The topic ‘mixtures’ includes mining technologies, ore geological properties, mixed strategies, in enrichment: chemical and mineralogical composition.

Collective decisions theory and mathematical statistics methods are applied.

More examples of applied problems: technical and economic analysis in solving mining operation modeling problems, production models of ferrous and non-ferrous metals.

A more general example was given by V.I. Katkovnik in his book “Linear estimates and stochastic problem of optimization”. He suggested a method of parametric averaging operators. This method is applied when researching the systems the status of which are vectors x of linear space specified by neural network parameters and structure. In this case network operation is determined by vector [ x , y ], y – output: у = у ( х ).

Committee concept

In its essence the idea of committee method is that of percentage of some special H subselection in G selection. This fact justifies the application of committee decisions in statistical problems. Besides, mathematical medicine involves micromedical models and macromedicine is a medical statistics.

Averaging stability

An international conference on image recognition took place in 1980’s in the city of Brody. My report on ambiguous interpretation of n-dimensional polyhedron images was highly appreciated by academician Y.I. Zhuravlev. A.B. Glaz also spoke there about formation of decision rules minimizing the average risk, the report concerned collectives of recognition decision rules. He was asked about the reference on Vl.D. Mazurov’s research but he was not acquainted with it.

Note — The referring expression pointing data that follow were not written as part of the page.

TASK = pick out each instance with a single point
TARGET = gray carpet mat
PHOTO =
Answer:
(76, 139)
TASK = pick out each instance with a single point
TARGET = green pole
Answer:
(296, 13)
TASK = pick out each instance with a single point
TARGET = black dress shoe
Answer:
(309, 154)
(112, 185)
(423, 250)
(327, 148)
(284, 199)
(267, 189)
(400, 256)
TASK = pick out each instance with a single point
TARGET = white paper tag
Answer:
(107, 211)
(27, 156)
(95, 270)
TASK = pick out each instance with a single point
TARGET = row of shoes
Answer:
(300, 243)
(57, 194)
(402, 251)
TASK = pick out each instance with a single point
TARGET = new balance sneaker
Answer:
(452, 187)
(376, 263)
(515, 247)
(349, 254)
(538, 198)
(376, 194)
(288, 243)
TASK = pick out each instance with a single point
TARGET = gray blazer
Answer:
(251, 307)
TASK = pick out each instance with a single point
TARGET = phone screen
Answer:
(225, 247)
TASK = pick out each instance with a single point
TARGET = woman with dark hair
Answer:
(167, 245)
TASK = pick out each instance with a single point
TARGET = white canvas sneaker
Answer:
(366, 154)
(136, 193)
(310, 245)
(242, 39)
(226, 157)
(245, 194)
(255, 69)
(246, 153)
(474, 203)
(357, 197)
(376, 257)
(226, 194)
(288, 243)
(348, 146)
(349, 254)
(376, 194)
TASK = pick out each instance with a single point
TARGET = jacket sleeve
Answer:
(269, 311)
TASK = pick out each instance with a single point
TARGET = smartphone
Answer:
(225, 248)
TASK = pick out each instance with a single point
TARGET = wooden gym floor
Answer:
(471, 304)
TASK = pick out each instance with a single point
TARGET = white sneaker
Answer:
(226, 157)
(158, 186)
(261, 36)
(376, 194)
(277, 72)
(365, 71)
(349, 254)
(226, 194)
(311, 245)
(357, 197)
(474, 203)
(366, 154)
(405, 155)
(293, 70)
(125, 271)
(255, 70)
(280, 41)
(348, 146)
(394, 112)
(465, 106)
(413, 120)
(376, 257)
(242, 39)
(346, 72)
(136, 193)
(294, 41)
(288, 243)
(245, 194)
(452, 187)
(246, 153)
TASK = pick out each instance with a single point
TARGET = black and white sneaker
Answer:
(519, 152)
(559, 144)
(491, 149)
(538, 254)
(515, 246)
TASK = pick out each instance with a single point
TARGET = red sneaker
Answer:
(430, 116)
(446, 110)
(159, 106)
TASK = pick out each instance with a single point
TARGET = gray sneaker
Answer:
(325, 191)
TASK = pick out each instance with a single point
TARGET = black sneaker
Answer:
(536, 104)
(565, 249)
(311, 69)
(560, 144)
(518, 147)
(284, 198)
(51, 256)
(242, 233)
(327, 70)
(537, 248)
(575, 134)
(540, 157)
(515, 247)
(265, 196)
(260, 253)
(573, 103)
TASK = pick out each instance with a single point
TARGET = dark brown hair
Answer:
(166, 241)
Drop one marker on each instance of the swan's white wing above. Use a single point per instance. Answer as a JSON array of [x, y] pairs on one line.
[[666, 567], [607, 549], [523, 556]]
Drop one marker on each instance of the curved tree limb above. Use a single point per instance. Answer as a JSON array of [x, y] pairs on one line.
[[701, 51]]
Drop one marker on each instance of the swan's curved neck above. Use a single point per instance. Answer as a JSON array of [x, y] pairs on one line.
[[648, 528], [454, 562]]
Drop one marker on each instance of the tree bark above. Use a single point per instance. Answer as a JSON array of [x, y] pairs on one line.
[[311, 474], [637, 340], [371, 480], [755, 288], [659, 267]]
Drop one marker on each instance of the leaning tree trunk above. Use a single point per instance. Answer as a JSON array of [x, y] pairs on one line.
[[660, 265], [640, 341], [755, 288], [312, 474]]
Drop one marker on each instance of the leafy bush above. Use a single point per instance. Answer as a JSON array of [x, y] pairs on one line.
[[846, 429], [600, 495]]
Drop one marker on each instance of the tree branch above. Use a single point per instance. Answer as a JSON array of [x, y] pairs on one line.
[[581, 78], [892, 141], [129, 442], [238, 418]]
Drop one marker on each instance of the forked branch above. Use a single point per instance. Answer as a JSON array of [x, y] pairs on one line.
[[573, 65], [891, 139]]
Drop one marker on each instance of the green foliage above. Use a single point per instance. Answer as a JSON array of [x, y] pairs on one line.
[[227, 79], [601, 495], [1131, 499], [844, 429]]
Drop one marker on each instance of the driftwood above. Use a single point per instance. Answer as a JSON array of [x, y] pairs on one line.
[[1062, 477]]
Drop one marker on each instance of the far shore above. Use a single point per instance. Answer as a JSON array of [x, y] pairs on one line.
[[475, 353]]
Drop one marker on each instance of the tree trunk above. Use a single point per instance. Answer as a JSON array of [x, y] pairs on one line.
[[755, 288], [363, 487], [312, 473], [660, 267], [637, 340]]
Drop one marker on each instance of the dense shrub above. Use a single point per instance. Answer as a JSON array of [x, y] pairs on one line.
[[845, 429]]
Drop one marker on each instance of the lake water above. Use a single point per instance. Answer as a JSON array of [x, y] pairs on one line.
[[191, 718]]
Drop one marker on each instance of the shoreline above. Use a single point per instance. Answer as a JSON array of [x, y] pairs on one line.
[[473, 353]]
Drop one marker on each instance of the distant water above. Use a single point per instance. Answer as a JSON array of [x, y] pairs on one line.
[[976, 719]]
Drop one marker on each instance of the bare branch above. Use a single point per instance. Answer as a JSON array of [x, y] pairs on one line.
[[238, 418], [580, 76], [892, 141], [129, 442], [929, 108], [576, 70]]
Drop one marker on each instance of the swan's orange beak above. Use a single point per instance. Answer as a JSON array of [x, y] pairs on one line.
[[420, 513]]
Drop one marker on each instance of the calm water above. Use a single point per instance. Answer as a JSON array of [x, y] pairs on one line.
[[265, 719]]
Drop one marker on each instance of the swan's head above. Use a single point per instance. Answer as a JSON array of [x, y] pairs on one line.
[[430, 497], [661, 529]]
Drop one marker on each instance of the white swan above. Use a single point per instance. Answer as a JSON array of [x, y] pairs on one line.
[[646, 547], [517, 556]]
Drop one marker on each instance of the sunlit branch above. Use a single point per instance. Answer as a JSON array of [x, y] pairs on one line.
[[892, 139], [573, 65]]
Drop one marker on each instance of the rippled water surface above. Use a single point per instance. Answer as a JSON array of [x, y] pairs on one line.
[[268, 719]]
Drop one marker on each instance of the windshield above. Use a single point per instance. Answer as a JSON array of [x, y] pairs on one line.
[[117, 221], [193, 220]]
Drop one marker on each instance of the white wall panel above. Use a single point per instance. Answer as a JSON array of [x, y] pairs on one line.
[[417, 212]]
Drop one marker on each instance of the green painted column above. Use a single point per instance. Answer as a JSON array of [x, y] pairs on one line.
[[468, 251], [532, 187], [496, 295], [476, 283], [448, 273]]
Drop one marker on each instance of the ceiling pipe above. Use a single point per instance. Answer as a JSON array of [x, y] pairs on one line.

Though A.B. Glaz noted as well about averaging stability that is a typical situation in mathematical statistics. V.I. Arnold writes: ‘The basics of the mixing theory in dynamic systems are stated in the research by Lagrange and Laplace’. Y.V. Chaikovsky in his article on statistical world outlook formed in 1920’s also talks about averaging stability. E. Romanovsky published an article on this topic entitled ‘Statistical world outlook’ in 1922.

Statistical world outlook

The history of the world outlook formation is interesting. In 1920’s the concept of “statistical world outlook” emerged. Statistics consists of average and balance. In the early history of statistics it was viewed as accounting, description and calculation. Further on, as statistical hypothesis verification through statistical tendency and correlation. Balance principle occurred in accounting, meanwhile in accounting the balance is aimed at that between receipts and expenditure, in case there is none, since the very presence of receipts and expenditure disturbs the equality of receipts to expenditure, a fictitious balance is introduced. Equilibrium concept is generalized in nonequilibrium dynamics.

Consider a system

Х g D j ( j = 1, _ , m ) .                                                                        (1)

In particular it can be a system fj (x)> 0 (j = 1, -,m).                                                                          (2)

This article has the following committee constructions:

MCS – maximal (in sense of including) consistent subsystem;

MIS – minimum (in sense of including) inconsistent subsystem.

Committee for system (1) is a finite sequence C where every j -condition is satisfied with most elements of C .

The well-known properties of committee constructions should be reminded of.

• Theorem 1.

If a committee exists, there exists a committee consisting of decisions of MCS.

• Theorem 2.

If each k -sets of system (1) intersects and k / m >  p , then there exists p is a committee when р = k / m .

Conclusions

• 1.    Ramm’s model for charge mixture calculation does not provide exact mixing results.

• 2.    The model based on neural network and recognition is given in the article.

• 3.    The suggested model is applied not only to the problem of charge mixture but also to a wide range of problems on averaging and mixing.

• 4.    Factor nomination should apply methods of mathematical linguistics.